The city continues to stick to its principles of 'slow modes first', and is constantly trying to improve its sustainable transport traffic network. In an attempt to stimulate commuting by bicycle, the regional cycling network will be improved in the coming years.
Houten’s particular design and accompanying bicycle policy and measures directly translate to a high level of traffic safety for cyclists and pedestrians, as well as a large share of cycling and walking. The physical activity rate of the citizens of Houten is well above the Dutch national average: close to 80 per cent of residents are active for more than 2.5 hours per week, versus 55 per cent on average in the Netherlands.

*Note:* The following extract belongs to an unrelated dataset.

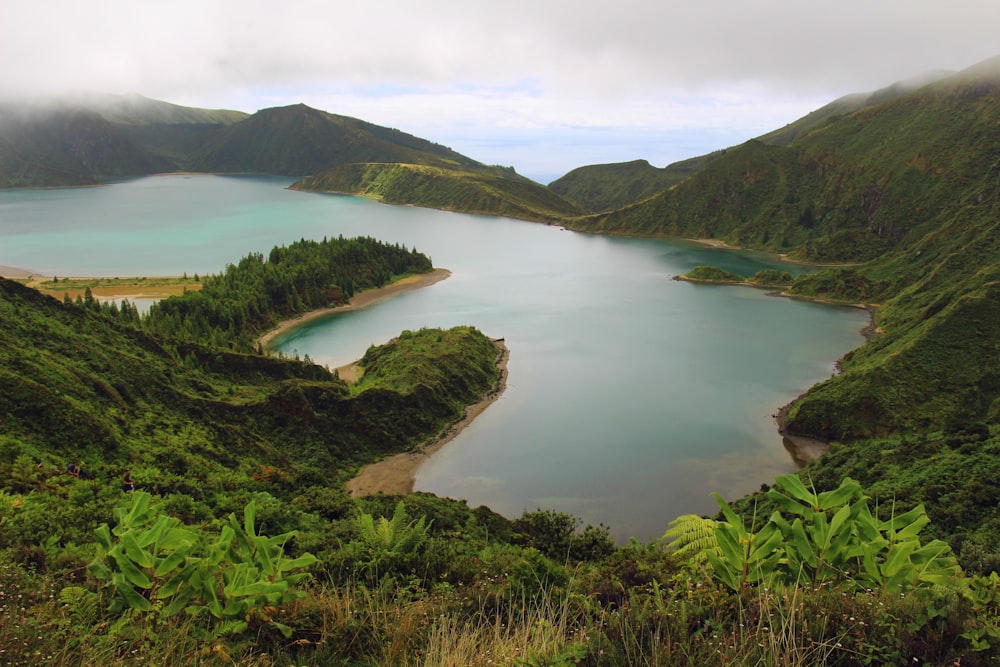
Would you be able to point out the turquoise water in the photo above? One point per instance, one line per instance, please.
(631, 396)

A case study performed by ITDP (2010) identified the following results:
- Traffic safety levels in Houten are twice as high compared to similar new towns in the Netherlands;
- The nearly three metres of cycle path per resident, and an extensive cycle network of 129km, have contributed to a higher rating for the quality and safety of bike paths than nearby city Veldhuizen, which was designed with a focus on cars;
- The residents of Houten use the bike more often for their home-to-work trips than the residents of Veldhuizen;
- In total 42 per cent of trips shorter than 7.5km are made by bike, with around 21 per cent completed by foot. According to another study performed for the Netherlands Environmental Assessment Agency, this large share of cycling and walking has contributed to the fact that residents in Houten are more active, on average, than people in the Netherlands as a whole;
- Many non-work or school-related trips, such as grocery shopping (53 per cent), other shopping (70 per cent) and visiting family and friends in Houten (79 per cent) are carried out by bicycle.
Due to the success of the promotion of bicycle use in Houten, over-crowding of bicycle parking facilities became an issue. To overcome this, the city constructed a bicycle parking garage, combined with a bicycle repair shop, underneath the central train station. An additional 1 700 bicycle parking places have been added at the southern train station. Similarly, there was a larger demand than anticipated for trains going to and from Utrecht. The train tracks between Utrecht and Houten were doubled (from two to four tracks) and the frequency has been increased.
ITDP suggests that car parking facilities should be further restricted, through limiting space and raising prices, to encourage cycling as the main means of transport for shopping. 'Other cities that choose to replicate Houten’s model should limit or economically decouple residential parking in order to decrease car ownership. In addition, non-residential parking should be priced in order to encourage residents to use other forms of transportation besides driving to do their shopping,' suggested the study.
In 2011 Houten acted on this advice, pursuing ambitions to decrease the usage of cars within the city (e.g. to lower car dependency of commuters), and in 2012 the city included the ambition to 'increase cycling as a means to go shopping' in its mobility plans. Houten advises cities that aim to implement similar plans to prioritise cycling and walking, to make ambitions clear early on in the planning process and to continuously stress the advantages of the chosen approach.